しかし、それ故にトラブルや炎上のリスクもあることを忘れてはいけません。そうしたリスクを最小限にするために、「やって良いこと」「だめなこと」「トラブル発生時の対応」などを事前に定めておくことが大切です。
1.投稿する際のルール
ソーシャルメディア運用の属人化を防ぎ、投稿のクオリティを守るためにも、運用上のルールを定めることは、様々なリスク回避に繋がるだけでなく企業(自店)イメージの維持・向上にもつながります。投稿の際に注意したい、下記項目を確認しましょう。

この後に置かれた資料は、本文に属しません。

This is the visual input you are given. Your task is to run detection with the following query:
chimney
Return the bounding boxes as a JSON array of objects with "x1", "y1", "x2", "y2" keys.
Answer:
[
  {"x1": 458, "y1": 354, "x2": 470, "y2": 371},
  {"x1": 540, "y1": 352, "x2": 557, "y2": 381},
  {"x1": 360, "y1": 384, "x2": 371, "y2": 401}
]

※「投稿」=アカウントへの書き込み、他者の書き込みを再投稿(シェア・リツイート・リポストなど)すること、他者の書き込みに反応すること(「いいね」「♡」などを付けること、コメントすること)
① 私的な投稿を行わない
企業名(店名)や企画名を冠したアカウントでは、私的な投稿を行わないこと。ブランディング目的で、直接業務に関係ない「ゆるい投稿」を行うことはあっても、必ず企業(お店)としての発信である旨を忘れないでください。
② 誤爆をしない工夫をする
誤爆とは相手を間違える、変換ミスによる意図しない文章を送るなどの投稿ミスのことです。このようなヒューマンエラーを起こさないように、内容や使うアカウントを投稿前に再度チェックしましょう。使用するPCを限定することも有効です。
③ 未公開情報を投稿しない
自社の業務に関する未公開の情報は投稿しない
④ 機密情報を公開しない
個人情報やお取引先に関する、未公開の業務情報などは開示しないこと。SNS を活用した販売施策(例:ハッシュタグキャンペーン)などで個人情報を取得する可能性がある場合は、「個人情報保護規程」を遵守しましょう。
⑤ 風説を広めない
確かな情報に基づかない内容を投稿しない。
⑥ 自社のお客様、取引先、社員を守る
本人の許可なく、お取引先や社員について言及したり、個人名を記載しない
⑦ 他社のブランド・商品・社員などに対するネガティブな発言をしない
他社および社員の名誉を棄損するような投稿は、絶対にしない(具体名がない投稿も×)。
⑧ 批判的、挑発的な投稿をしない
アクセス数や注目度を高める目的で、いわゆる「炎上」を意図的に起こすような投稿はしない
⑨ やらせ行為と誤解を受けるような投稿は避ける
運用者自らが身分を隠し、第三者であるかのような立場で投稿しない。
⑩ デリケートな話題、賛否両論を呼ぶ話題に言及しない
世の中にはいろいろな考え方を持つ多くの人がいます。デリケートな話題や賛否両論を呼ぶ話題に言及するのは避けましょう。例えば、政治、思想、宗教、歴史の解釈、ジェンダー(性別) など…のジャンルには注意しましょう
⑪ 知的財産権・肖像権・プライバシーの尊重
知的財産権には、著作権(文芸、絵画、写真等の著作物)や意匠権(デザイン等)、商標権(商品名、マーク等)が含まれます。これらの権利を侵さないよう、細心の注意を払いましょう。文章の引用は、短い引用の範囲内にとどめると同時に、情報元を明記してください。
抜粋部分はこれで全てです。